Punk fanzine and online magazine

Punk Globe is an American punk fanzine and online magazine. Started in 1977, it was one of the first punk zines to be published in San Francisco.

== Background ==
It was started by Ginger Coyote, and originally distributed on photocopied pages folded together. After its first anniversary, Chris Coyle, manager for SVT, a San Francisco–based punk band, suggested a newsprint format. Ginger Coyote wrote on the website, "We found Grant Printing—a company owned by the influential Fang Family, publishers of Asian Week and the San Francisco Independent Community newspapers (and for a while, the San Francisco Examiner)—for the following 7 years. For our last 2 years, the magazine upgraded to heavier stock white paper printed at SF Litho."

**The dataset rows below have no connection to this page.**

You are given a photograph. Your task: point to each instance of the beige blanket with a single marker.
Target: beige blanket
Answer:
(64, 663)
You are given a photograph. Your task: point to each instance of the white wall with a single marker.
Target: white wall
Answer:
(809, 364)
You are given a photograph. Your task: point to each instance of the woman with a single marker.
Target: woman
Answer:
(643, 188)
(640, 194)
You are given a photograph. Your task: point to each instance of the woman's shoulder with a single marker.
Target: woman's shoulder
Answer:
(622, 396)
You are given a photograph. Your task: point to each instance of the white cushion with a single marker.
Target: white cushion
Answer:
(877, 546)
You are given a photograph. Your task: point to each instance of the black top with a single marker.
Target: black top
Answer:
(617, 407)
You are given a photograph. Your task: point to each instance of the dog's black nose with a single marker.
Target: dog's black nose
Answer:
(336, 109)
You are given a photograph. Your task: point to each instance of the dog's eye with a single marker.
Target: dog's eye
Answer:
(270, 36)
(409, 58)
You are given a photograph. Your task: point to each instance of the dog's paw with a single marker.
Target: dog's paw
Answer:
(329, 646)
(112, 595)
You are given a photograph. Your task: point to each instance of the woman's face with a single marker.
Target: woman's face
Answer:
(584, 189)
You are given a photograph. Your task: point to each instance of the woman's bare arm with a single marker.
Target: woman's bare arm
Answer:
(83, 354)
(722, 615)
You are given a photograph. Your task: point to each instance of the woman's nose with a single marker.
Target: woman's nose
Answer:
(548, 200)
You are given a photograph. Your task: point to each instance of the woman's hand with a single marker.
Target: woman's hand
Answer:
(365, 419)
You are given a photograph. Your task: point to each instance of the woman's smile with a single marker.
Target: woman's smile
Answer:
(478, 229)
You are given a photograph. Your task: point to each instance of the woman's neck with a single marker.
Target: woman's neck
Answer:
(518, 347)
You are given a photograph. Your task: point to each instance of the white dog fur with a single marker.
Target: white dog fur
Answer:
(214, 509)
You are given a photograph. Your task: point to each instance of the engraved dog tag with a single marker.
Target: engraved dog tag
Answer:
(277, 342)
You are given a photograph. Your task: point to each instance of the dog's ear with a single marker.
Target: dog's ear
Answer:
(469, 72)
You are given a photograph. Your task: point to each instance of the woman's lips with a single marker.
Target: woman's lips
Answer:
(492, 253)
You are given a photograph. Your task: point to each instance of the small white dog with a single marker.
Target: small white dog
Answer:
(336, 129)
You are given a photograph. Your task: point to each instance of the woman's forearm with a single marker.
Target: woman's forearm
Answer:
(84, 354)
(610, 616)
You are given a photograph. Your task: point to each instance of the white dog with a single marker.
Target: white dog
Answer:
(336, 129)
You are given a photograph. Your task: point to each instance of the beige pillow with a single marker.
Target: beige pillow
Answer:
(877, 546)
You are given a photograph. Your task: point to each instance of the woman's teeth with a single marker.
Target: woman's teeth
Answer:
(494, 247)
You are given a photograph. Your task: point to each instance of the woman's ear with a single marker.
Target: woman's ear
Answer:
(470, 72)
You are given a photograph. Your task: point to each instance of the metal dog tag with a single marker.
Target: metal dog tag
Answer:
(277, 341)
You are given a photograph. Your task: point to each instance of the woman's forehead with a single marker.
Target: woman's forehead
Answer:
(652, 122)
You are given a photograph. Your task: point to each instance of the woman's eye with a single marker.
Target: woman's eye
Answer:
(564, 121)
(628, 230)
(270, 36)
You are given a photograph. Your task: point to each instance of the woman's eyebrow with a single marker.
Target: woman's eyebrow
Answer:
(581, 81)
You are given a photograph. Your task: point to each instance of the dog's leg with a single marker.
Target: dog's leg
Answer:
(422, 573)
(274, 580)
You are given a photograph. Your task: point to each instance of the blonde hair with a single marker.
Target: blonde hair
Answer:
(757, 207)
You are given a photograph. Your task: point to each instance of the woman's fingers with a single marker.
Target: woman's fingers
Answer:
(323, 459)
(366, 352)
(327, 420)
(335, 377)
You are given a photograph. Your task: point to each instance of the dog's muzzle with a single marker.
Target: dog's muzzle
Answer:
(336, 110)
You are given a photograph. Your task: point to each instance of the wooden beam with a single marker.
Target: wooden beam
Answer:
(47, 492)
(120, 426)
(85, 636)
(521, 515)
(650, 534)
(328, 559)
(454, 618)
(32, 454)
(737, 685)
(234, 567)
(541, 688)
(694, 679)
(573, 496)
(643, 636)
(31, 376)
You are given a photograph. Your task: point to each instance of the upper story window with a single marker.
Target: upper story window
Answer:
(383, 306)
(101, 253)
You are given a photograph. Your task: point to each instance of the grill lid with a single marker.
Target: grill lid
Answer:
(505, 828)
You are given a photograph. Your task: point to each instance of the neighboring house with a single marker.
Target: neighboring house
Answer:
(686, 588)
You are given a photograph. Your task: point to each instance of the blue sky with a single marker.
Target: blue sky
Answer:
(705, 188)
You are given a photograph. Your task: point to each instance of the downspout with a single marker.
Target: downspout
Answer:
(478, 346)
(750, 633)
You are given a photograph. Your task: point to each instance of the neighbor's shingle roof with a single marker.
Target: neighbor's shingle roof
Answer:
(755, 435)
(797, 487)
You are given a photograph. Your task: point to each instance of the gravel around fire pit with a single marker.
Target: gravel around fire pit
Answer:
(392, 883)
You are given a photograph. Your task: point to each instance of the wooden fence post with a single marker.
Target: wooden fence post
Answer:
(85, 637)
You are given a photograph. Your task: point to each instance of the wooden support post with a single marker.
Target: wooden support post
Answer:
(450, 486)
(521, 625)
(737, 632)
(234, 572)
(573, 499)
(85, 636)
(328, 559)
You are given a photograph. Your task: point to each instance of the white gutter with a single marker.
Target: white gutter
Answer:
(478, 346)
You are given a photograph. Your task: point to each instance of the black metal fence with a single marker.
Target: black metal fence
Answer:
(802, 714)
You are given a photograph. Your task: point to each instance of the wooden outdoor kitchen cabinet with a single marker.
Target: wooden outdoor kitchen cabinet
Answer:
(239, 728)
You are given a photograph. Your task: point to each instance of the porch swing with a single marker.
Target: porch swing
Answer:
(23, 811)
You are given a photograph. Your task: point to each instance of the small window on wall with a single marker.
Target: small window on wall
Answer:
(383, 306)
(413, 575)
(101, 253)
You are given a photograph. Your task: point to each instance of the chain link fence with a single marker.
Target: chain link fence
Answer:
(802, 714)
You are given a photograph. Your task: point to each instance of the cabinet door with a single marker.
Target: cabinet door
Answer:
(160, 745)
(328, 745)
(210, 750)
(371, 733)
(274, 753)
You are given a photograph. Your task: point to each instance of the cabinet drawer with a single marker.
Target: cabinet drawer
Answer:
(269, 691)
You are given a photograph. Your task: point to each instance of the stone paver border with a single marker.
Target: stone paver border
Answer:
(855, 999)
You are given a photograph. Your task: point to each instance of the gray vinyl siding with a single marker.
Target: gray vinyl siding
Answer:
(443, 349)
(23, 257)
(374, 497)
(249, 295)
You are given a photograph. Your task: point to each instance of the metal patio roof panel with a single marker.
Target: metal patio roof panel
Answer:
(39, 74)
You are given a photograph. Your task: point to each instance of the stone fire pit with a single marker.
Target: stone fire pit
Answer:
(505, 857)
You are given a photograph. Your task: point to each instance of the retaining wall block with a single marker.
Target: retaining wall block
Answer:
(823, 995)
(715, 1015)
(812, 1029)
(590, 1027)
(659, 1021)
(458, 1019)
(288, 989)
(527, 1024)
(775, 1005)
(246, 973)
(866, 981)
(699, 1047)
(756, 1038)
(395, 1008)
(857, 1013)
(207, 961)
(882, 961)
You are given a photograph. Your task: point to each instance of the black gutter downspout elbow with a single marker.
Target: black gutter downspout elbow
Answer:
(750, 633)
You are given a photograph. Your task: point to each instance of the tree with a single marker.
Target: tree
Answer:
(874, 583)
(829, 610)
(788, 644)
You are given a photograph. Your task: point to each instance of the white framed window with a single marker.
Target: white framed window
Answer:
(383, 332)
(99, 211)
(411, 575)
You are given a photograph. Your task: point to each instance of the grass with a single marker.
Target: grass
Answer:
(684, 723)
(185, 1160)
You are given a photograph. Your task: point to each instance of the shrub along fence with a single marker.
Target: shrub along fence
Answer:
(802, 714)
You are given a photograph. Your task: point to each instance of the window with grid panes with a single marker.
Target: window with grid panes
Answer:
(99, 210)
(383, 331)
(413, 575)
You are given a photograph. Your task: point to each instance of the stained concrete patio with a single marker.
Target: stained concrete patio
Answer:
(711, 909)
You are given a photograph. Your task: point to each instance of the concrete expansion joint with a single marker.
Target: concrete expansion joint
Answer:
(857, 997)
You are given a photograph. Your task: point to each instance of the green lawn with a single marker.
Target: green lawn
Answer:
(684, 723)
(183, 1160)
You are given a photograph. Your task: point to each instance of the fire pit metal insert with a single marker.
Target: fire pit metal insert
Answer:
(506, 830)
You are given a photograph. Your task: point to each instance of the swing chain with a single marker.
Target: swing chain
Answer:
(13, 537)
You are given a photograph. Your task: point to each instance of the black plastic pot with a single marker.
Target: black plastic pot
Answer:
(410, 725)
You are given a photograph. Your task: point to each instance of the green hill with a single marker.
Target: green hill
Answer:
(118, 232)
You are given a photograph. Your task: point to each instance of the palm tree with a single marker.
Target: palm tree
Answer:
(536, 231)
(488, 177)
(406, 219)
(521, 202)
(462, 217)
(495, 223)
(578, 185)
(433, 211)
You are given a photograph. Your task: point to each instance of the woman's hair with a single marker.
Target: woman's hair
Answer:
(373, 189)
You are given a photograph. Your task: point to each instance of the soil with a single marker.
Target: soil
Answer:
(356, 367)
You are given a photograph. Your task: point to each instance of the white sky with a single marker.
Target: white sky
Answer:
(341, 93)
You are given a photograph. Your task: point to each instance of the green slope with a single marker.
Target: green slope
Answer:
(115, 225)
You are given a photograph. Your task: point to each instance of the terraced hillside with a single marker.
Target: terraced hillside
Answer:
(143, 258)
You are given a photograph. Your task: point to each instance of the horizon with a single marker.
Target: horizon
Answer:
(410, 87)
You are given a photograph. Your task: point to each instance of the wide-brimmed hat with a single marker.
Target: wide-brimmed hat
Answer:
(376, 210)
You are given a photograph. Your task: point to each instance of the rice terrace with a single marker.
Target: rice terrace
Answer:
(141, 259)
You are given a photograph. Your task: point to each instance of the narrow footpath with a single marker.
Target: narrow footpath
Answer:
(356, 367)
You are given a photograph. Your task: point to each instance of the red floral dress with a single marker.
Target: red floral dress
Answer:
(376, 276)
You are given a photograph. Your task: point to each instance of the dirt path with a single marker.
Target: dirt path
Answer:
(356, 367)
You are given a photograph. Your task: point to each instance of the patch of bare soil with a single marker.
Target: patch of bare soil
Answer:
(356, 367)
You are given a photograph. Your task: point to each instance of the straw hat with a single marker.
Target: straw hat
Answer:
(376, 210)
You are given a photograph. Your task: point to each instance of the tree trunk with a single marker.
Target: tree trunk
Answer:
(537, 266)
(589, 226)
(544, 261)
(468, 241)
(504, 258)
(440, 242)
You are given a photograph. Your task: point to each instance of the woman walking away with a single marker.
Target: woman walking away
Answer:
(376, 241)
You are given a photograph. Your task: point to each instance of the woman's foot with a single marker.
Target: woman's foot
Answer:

It was published as a fanzine until 1989, when Ginger Coyote started a band called White Trash Debutantes. The content of Punk Globe included a calendar of events, gossip, interviews, record reviews, photos, artwork, the Punk Of the Month Award and the humorous advice column, "Ask Sonny Bono". According to its publisher, "The magazine was lighthearted and a lot of fun... It became a hit, and in the last few years, 25,000 copies were being printed." The online version of Punk Globe surfaced in 2005, and contains some of the old content: articles, ads, artwork, photos and letters from past issues, as well as new artwork and photographs, gossip, news, interviews, CD, DVD, film and book reviews. Recent additions include an Internet forum, Facebook page, and Twitter account. According to Ginger Coyote, the website gets approximately 8,000 hits per day.

== Contributors ==
Punk Globe contributors included Bebe Buell as associate editor and writer, Jello Biafra writing record reviews under the name "The Taste Police", Dorothy Lyman, Marc Floyd (AKA The Floydian Device), Robert Crumb, Jayne County, John Balano, Liz Derringer, De Fen, Rebecca G. Wilson, Joe Jackson, Jon Gries, Lisa Zane, Matt Dillon, August Bernadicou, Ernie Townsend, Lisa Lunney, Joe Dallesandro, Gerry-Jenn Wilson, Ms. Ligaya, Andrew Stevens, Judd Nelson, Lisa Booth, Sharla Cartner, Kim Acrylic, Arika Kaosa, Kathy Peck, Nikki Palomino, Josie Cotton, John Synder, Mark Arnold, Courtney Love, Johnny Paris and Billy Gould.